En las historias que circulan a través de otros, entonces, hay de todo: momentos risueños, ilustrativos, magníficos, bizarros. Como por ejemplo la vez que los dirigentes de Los Andes hicieron gestiones para que, pese a que había olvidado los documentos que lo habilitaban para jugar, igual pudiese enfrentarlos (“Es la única oportunidad que tienen nuestros hinchas de verlo en acción”, justificaron). O cuando no concurrió a la convocatoria de Menotti a la Selección, supuestamente por preferir irse de pesca (“No es cierto. Nunca me gustó la pesca”, desmiente él, aunque no así el hecho de haber pegado el faltazo). Algunas refutaciones están a la orden del día (otras no y mantienen cierto halo de misterio) y quizás se justifique en esto mismo que le relata Carlovich al autor: “Un día subo a un taxi y cuando le indico al conductor la cancha de Central Córdoba me mira por el espejito y pregunta: ‘¿Lo conoce al Trinche Carlovich? Es amigo mío’. Cuando me bajo le digo: ‘Si lo ve, mándele saludos’”.
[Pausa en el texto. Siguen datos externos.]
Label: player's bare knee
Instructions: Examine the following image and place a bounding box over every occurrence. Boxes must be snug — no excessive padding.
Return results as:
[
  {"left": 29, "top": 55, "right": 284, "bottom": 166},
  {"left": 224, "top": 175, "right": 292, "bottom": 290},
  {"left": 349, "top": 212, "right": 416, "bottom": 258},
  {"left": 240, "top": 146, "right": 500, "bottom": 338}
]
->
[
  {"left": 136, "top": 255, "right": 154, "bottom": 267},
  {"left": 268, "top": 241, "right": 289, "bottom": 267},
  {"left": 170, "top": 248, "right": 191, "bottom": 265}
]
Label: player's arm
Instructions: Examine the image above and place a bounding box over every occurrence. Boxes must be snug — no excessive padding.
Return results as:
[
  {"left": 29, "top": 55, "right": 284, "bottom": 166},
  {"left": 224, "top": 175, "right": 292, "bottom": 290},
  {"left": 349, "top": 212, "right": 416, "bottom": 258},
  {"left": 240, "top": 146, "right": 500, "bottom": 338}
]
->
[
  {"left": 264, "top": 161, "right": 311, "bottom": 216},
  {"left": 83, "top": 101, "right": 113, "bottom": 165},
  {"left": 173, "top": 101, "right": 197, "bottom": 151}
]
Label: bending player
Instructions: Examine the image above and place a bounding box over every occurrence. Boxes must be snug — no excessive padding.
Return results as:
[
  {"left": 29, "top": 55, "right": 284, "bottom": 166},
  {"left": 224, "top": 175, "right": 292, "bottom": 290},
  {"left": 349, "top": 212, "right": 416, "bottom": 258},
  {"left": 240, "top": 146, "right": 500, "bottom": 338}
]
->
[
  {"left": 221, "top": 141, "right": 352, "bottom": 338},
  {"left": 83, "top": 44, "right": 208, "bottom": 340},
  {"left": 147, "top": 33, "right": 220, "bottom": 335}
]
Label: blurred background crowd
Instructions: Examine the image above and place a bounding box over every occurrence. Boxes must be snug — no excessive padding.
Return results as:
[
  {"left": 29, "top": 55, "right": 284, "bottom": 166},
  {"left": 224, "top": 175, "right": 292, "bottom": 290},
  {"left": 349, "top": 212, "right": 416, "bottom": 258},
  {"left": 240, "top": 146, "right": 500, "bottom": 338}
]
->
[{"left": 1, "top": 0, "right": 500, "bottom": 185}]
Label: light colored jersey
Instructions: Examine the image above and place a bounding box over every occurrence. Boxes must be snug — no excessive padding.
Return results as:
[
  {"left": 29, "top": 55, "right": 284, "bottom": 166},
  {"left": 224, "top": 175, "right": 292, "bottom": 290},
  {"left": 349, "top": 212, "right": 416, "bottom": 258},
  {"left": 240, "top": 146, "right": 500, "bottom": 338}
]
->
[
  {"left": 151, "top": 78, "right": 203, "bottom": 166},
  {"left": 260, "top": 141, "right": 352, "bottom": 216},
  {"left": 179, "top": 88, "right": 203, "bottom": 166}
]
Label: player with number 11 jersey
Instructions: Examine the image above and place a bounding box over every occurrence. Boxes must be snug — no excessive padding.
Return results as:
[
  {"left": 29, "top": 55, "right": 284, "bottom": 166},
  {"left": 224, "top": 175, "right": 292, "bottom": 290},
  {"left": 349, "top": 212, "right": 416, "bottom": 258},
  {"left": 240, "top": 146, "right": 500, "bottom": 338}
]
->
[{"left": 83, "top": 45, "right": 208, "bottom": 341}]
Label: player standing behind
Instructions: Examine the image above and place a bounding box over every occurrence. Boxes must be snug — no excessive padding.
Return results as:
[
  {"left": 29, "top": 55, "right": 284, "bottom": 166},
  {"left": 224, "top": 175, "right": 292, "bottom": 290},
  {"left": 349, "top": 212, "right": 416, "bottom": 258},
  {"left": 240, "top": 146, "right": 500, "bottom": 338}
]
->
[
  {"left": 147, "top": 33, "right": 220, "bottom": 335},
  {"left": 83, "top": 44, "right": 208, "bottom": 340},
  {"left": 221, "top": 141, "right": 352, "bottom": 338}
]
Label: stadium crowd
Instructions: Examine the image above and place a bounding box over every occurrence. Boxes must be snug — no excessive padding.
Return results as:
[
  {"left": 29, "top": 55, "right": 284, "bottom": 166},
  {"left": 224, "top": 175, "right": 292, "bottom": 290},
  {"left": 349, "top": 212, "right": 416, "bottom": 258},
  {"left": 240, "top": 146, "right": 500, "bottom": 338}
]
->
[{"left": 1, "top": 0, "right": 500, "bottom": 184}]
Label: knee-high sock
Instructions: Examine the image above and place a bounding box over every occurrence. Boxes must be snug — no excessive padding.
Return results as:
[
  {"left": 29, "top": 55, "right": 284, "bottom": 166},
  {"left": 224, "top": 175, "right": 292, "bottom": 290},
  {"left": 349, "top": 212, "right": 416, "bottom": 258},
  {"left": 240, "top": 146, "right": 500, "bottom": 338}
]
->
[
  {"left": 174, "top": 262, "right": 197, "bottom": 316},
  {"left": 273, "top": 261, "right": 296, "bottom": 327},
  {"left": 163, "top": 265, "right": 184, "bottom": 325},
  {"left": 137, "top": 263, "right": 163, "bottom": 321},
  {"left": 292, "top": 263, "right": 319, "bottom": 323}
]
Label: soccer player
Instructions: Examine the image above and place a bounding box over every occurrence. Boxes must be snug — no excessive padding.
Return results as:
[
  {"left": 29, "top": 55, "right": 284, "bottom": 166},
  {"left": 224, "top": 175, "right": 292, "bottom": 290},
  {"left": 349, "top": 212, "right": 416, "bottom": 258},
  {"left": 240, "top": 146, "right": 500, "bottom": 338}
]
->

Una muestra de que en el mito y enigma Carlovich influyó también el poder hacerlo propio. A la medida del pago chico. “En un medio donde ya varios partían al exterior para hacer la diferencia, el Trinche se resistía a abandonar Rosario, se negaba a hacer dentro de una cancha de fútbol lo que no sentía afuera”, sostiene Caravario. “En un punto su historia es la historia de una imposibilidad: la de de negociar con los protocolos del fútbol profesional, pero también la de no poder cortar con ese sentimiento de infancia con el que aprendió a jugar y lo ataba al potrero”. Hoy el Trinche, ya jubilado, trabaja entre otras cosas de “celebridad”: “Lo agasajan y lo invitan de varios lados. Es un prócer viviente”. El único capaz, dicen, de hacerle un caño a un rival. Y en seguida, hacérselo de nuevo.